Older or smaller models tend to struggle. Some default to text even when a visual is the obvious answer. Others produce visuals that are technically valid HTML but visually crude. Visual generation is one of those capabilities that scales hard with model quality.
Costs and caveats
Weave is fun, but it is not free of tradeoffs.
The biggest one is output tokens. A long interactive visual can easily run into thousands of tokens of HTML, CSS, and JavaScript. When you pay per output token, this adds up fast. Whether the visual is worth the cost depends on the question. For a quick factual lookup, probably not. For a concept explanation you actually want to understand, often yes.
The other tradeoff is variance. Not every response produces a great visual. Some models miss the mark, some queries do not call for one in the first place, and some visuals come out looking rough.
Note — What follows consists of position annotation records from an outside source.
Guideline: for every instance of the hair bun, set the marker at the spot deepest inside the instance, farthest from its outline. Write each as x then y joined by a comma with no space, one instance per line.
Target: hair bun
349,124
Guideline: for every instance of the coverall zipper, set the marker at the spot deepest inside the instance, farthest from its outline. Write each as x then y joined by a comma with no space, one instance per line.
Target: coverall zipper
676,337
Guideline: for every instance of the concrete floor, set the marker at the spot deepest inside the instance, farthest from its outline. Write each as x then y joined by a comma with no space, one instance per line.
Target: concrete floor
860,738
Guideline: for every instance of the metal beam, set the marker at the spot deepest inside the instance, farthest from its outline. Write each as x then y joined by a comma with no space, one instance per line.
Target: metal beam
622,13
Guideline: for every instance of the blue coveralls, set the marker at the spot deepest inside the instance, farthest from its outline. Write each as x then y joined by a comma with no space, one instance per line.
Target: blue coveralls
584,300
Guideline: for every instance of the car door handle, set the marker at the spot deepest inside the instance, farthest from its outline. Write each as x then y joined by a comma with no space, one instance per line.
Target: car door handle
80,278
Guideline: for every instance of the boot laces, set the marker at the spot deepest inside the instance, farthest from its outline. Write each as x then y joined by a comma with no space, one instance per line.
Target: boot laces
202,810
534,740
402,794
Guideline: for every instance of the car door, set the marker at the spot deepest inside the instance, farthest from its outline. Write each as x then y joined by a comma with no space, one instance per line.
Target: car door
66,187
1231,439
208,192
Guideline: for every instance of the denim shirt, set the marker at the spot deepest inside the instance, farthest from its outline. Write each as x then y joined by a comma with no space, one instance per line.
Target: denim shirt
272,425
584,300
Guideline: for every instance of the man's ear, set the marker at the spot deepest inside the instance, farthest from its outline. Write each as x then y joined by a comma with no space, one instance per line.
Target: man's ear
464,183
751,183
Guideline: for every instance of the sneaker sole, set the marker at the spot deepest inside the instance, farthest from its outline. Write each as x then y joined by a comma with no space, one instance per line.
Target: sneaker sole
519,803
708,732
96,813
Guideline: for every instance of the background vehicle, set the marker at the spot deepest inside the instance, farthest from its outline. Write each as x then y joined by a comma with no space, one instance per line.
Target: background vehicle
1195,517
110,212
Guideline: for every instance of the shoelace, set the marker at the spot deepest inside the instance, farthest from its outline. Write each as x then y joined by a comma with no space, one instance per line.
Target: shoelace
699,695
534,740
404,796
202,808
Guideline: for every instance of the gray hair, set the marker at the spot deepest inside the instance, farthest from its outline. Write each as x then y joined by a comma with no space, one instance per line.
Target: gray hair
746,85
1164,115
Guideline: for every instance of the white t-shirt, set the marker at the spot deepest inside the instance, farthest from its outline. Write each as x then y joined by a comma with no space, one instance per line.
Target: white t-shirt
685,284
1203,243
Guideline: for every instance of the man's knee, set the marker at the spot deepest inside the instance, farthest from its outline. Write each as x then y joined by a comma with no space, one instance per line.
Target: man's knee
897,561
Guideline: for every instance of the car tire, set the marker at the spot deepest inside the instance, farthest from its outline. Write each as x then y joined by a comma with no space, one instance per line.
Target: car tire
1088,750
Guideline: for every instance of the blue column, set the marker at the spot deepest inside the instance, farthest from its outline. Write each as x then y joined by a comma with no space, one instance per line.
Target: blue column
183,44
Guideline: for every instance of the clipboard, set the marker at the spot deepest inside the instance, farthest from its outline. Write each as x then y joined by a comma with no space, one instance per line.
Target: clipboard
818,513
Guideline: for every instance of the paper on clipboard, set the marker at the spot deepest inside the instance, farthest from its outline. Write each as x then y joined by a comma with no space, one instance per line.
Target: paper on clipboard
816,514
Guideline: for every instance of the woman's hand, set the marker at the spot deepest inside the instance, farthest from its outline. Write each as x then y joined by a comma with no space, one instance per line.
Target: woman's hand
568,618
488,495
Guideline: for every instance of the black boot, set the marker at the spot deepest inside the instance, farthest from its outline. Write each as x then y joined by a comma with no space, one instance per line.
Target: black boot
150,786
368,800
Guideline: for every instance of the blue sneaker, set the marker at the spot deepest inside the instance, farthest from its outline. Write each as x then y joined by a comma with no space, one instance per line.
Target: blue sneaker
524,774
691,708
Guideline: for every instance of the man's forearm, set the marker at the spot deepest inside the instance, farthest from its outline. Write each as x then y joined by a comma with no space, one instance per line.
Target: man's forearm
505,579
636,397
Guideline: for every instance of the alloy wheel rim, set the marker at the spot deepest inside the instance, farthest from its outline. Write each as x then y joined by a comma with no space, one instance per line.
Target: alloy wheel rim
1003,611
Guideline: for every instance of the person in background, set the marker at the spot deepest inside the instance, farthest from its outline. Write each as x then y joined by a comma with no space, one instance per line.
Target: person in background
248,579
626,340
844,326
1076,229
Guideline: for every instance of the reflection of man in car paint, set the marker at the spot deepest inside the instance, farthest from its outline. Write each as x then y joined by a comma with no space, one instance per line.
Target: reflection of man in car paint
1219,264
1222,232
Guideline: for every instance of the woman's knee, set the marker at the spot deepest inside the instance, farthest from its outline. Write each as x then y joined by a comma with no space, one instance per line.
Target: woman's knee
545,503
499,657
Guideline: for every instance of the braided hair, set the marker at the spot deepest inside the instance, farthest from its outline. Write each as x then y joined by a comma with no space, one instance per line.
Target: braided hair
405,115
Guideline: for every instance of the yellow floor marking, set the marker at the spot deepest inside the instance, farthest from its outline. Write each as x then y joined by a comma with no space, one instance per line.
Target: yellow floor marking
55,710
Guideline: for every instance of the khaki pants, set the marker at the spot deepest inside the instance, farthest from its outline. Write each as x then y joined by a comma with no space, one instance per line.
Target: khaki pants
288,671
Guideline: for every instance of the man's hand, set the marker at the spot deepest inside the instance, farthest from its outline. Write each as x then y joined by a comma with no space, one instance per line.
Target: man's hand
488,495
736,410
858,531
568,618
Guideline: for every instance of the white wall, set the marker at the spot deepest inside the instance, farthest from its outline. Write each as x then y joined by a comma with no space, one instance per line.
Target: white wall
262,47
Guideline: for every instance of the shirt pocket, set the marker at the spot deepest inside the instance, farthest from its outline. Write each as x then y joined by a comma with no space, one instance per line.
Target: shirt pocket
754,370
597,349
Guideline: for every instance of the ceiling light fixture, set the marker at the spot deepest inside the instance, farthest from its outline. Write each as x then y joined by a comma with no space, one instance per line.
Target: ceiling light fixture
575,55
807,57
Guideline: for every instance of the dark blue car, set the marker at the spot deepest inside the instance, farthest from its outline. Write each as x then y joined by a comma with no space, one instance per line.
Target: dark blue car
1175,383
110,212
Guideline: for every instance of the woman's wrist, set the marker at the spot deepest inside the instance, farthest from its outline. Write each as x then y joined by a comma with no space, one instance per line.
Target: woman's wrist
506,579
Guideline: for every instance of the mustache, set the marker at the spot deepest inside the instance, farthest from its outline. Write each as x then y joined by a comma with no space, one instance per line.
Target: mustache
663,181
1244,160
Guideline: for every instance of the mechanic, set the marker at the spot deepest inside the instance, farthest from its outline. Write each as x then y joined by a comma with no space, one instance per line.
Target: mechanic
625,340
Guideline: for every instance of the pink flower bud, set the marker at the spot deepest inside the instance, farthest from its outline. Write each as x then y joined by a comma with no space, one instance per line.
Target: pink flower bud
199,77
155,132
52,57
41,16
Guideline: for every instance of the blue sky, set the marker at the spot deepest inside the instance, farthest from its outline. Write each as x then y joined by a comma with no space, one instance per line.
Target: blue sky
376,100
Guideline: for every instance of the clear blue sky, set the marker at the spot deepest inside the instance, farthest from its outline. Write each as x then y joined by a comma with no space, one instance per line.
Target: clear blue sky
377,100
We see this less as a flaw and more as the point. Weave is a playground for comparing how models handle this, and the variance is part of what is interesting.
Try it yourself
Weave is open source. The whole thing is a small Vite app, a system prompt, and a streaming parser. If you want to play with it, the hosted version lives at weave.madhi.ai, and the code is on GitHub.
Bring your favorite model. See what it can draw.